Looking for a missing link between cornpone comedian Bob Hope and sophisticated arranger Gil Evans? Look no further than Skinnay Ennis, a man whose nickname appears to be an attempt to make "skinny" look a little fatter. He was born Robert Ennis and was attending university in his home state of North Carolina when he met the first major collaborator in his musical life, Hal Kemp. By the late '20s he was both a member and one of the founders of the orchestra that would become active under Kemp's name. This relationship involved both recording and touring, including trips to Europe, and would continue through 1938. Not too shabby considering the fact that Ennis had only been playing drums for a few years when he met Kemp.
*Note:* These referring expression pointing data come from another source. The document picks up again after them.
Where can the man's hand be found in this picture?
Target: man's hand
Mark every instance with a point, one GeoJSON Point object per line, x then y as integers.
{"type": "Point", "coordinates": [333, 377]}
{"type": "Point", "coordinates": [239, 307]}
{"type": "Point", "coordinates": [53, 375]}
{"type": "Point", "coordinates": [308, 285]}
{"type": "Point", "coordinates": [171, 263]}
Ennis next went on his own, assembling a group with a hunger for commercial honey that became busy as a bee around Hollywood. As a leader, Ennis began to demonstrate a buzz for comedy, something producers of the various radio shows the group was appearing on naturally took advantage of. The ultimate result of all this was an extended job for him on Bob Hope's radio show. Buffs who like the cinematic output of the '40s will have a good chance of seeing the Ennis group onscreen as well. The young Gil Evans was hired on as arranger for the band during this hectic period. Ennis put his own band together for the military during the Second World War, then was back in action in Hollywood as soon as the peace treaties were signed.
The last stage of his career was a bit more quiet. As the '50s came to a close, the way to check out Ennis was to go see his group in person at one of the larger hotels in Los Angeles. Rediscovered in the new millennium as yet another aspect of lounge music or space age jazz, Ennis would probably still be going strong had he not choked to death on a bone during his supper at a restaurant in Beverly Hills.